今回は主に医療者と患者ではなく、職員間の人間関係について考えてみます。
集団内の人間関係には、葛藤に関しての誤認知が起こる可能性が高く、
関係葛藤:価値観や性格のずれがあるのか
課題葛藤:お互いの主張の対立があるのか
この両者を分けて考える必要があります。
医療現場での人間関係
医療現場は、
医師、看護師、薬剤師、理学療法士、作業療法士、言語聴覚士、管理栄養士、臨床心理士等
多職種で形成されており、
それぞれの職種が強い専門性を持っています。
また、同職種であっても、答えが明確ではないことも多々あり、
人間関係で悩むことは少なからずあると思います。
著書の中で、
関係葛藤と課題葛藤に分けて考えることの重要性を述べています。
関係葛藤と課題葛藤
まず、答えを急がずに、
精密性はないが素早く大まかに判断する『せっかちモード』から
慌てて判断せずに論理的に物事を判断する『じっくりモード』に変換し、
なぜ集団内で意見の相違が見られるのかを考えることが必要です。
人間関係に関しては、せっかちモードが働くことが多く、
性格や価値観の不一致によって生じていると思いがちです。
関係葛藤は、
物事に対する価値観や性格などによって生じる葛藤
課題葛藤は、
アイデアや意見のズレが原因で生じる葛藤
です。
関係葛藤が強く認知されると、感情的な『せっかちモード』が優位になり、
問題を回避したり誤魔化したりして、根本的な解決につながらず、集団パフォーマンスは低下します。

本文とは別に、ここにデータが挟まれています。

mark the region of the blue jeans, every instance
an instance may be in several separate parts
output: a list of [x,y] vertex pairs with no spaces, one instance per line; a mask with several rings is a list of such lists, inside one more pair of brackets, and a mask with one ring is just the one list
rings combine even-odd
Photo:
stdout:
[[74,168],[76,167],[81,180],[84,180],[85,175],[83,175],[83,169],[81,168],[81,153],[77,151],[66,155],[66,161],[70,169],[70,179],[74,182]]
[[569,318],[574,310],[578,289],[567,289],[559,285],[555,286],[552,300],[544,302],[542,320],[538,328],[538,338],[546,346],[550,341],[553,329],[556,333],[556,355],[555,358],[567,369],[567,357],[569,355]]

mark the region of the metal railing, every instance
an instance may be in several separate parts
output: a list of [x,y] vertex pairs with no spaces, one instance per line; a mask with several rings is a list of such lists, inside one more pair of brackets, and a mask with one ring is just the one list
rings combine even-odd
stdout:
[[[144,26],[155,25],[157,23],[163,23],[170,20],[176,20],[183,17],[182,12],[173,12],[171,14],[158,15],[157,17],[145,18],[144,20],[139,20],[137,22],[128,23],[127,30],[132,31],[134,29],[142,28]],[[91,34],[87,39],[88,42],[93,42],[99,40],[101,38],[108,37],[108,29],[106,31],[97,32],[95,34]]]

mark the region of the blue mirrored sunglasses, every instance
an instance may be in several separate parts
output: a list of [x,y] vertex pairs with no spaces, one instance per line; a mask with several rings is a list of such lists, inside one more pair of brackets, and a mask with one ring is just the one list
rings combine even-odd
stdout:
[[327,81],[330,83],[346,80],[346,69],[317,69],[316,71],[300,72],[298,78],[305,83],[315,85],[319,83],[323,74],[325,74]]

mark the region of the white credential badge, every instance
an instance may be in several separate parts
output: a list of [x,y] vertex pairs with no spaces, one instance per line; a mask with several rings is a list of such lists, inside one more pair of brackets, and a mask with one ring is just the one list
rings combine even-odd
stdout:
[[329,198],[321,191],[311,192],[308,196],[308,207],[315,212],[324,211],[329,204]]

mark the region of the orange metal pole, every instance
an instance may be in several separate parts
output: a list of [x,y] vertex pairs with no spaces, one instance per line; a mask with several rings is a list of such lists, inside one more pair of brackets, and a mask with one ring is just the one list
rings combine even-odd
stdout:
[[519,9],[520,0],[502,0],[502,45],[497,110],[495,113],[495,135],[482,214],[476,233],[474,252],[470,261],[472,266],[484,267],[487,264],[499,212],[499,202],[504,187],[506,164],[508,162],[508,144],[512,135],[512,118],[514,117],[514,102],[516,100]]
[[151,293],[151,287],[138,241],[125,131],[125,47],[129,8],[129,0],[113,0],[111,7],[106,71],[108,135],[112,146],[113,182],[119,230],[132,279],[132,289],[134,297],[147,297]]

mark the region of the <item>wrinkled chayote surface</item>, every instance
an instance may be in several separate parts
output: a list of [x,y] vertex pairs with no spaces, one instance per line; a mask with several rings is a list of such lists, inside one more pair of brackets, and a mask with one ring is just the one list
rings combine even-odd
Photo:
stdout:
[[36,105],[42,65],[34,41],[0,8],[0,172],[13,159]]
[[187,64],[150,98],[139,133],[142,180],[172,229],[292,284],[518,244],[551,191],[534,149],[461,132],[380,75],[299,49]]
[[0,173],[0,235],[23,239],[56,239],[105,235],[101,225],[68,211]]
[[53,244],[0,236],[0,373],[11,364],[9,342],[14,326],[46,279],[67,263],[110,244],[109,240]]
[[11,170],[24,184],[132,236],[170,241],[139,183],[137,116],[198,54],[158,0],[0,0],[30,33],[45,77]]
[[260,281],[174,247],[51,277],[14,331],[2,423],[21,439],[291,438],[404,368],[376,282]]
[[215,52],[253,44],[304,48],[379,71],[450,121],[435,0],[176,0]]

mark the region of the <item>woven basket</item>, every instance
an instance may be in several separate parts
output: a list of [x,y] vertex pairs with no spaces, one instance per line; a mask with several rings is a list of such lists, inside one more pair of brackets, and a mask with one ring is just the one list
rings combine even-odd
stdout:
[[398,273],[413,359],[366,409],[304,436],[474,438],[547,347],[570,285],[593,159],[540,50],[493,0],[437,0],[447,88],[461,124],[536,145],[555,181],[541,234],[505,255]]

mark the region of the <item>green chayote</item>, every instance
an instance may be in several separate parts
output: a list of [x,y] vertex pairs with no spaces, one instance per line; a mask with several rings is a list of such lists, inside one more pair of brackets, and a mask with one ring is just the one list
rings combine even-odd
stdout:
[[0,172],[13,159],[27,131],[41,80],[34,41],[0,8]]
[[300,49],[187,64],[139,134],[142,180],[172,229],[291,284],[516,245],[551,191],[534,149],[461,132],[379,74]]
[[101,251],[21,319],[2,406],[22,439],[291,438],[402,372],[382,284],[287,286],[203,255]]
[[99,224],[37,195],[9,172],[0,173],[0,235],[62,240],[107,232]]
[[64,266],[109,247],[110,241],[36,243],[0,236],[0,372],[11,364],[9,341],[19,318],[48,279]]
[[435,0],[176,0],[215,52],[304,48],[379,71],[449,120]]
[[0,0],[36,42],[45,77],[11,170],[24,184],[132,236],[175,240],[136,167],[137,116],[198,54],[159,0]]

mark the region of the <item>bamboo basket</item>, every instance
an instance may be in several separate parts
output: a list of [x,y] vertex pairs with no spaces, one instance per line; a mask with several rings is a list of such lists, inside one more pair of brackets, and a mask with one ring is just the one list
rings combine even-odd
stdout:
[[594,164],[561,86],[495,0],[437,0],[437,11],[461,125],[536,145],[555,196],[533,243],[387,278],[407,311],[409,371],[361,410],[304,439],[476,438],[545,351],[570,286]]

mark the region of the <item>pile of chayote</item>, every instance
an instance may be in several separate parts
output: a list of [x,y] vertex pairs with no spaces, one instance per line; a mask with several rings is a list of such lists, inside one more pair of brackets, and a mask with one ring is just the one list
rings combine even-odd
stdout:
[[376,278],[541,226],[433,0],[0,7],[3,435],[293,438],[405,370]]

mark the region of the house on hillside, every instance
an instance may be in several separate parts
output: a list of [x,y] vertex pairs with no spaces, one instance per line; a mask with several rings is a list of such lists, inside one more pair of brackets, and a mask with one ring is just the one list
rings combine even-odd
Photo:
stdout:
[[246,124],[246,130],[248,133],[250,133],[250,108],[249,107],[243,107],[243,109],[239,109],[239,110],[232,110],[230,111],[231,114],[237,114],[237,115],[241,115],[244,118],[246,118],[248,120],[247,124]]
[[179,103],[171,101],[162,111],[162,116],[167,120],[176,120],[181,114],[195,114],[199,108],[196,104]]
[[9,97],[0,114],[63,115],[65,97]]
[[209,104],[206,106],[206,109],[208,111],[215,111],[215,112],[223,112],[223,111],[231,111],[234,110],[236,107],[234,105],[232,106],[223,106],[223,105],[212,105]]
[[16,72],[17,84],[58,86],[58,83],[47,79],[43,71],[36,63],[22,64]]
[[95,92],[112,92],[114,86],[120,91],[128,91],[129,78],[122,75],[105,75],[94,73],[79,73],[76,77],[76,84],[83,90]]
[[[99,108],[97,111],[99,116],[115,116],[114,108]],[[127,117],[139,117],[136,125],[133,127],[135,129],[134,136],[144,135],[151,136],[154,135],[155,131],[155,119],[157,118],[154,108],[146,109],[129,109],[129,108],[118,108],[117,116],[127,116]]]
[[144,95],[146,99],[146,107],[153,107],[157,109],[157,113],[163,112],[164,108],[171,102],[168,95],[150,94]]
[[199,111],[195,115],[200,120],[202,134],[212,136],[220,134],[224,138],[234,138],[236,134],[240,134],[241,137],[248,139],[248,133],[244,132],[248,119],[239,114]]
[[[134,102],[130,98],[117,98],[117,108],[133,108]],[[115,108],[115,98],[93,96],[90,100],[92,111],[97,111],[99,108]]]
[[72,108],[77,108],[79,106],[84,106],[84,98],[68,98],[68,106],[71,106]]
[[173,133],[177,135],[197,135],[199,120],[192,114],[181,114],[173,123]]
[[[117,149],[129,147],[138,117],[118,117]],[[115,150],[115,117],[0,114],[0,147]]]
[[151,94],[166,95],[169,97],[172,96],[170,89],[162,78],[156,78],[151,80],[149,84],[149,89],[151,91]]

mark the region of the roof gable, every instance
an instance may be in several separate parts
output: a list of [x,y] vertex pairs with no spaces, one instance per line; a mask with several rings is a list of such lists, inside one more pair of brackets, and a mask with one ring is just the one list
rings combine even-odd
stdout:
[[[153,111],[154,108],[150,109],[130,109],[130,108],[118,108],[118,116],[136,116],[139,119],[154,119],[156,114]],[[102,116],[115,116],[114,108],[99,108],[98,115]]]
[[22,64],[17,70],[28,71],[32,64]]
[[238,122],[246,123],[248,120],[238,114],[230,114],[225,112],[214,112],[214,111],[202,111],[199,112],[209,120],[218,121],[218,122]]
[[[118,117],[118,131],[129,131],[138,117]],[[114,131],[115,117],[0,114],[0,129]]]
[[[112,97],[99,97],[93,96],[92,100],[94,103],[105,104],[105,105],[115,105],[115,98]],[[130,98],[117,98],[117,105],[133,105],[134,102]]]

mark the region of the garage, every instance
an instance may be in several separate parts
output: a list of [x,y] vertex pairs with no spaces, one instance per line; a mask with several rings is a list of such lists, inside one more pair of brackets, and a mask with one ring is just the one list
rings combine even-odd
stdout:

一方で、課題葛藤が強く認知された場合は、論理的思考の『じっくりモード』が優位になり、
統合的な対処行動をとることで集団パフォーマンスの向上につながります。
医療専門職それぞれの信念
医療現場においては、
それぞれの職種が、患者さんの治療やケアに最善の方法を考えます。
そこには、それぞれの信念が形成されているのではないかと思っています。
- 職種ごとの視点
- 経験に基づく判断
- 目標の違い
そのため、カンファレンス等で信念対立が生じることがあるのではないでしょうか?
一方で、これは関係葛藤ではなく、
課題葛藤である場合が多いと思います。
もともと我々医療従事者の対立は、ネガティブなことだけではありません。
感情的になりやすい『せっかちモード』から、
『じっくりモード』に変換することで、
より最適な患者さんへの治療やケアにつながるのではないでしょうか?
おわりに
医療者同士の対立は、必ずしもネガティブなものではありません。
それをどう認知し、どう扱うかによって、
- 分断にも
- 成長にも
なり得ます。
あなたの職場で起きている葛藤は、
関係葛藤でしょうか?
それとも課題葛藤でしょうか?
【参考文献】
1) 三浦麻子:「答えを急がない」ほうがうまくいくーあいまいな世界でよりよい判断をするための社会心理学.日経BP, pp137-141,2025.